While overcapacity problems have been around for years, this has not stopped car makers from investing huge amounts of money in new plants around the world. Sales in the established markets of western Europe, the US and Japan have been slow for some time, and the emerging markets of Latin America, eastern Europe and Asia have been seen as offering the greatest potential for profitability and growth.
In south America, huge capacities were built in Brazil and Argentina in the 1990s. Much of this was left idle when the economies suffered at the end of the decade. Although sales are improving, they are well below the record levels of the 1990s and overcapacity remains an issue.
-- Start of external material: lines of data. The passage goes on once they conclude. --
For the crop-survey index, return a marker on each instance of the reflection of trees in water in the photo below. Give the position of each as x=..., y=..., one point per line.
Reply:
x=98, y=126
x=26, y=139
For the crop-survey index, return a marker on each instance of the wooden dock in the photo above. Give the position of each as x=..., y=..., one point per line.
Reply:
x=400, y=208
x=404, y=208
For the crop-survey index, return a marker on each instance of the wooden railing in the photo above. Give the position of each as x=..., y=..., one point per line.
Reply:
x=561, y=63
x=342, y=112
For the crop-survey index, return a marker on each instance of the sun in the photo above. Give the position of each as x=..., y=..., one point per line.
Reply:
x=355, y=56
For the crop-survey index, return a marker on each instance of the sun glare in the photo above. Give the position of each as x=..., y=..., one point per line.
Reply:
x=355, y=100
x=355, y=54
China has been facing the same situation. Eager to position themselves for the widely anticipated growth of the Chinese market, all of the world’s car makers invested massively in new plants. A new study by KPMG shows that while car sales in China remain strong, most industry commentators are concerned about overinvestment.
The most recent beneficiary of the rush to new markets has been Iran, where passenger car sales are predicted to exceed one million within the next decade. Renault, PSA/ Peugeot-Citroën and Hyundai are already assembling cars there, and Volkswagen announced in July that it will assemble more than 20,000 cars there, starting in December this year. Most significantly, Renault announced in early October that it plans to locate production of its low-cost Logan model in Iran, with the goal of producing 300,000 cars by 2006. While it is too early to compare Iran with Brazil or China, the pattern seems familiar.
Andreas Dressler is a director of KPMG’s Global Location & Expansion Services.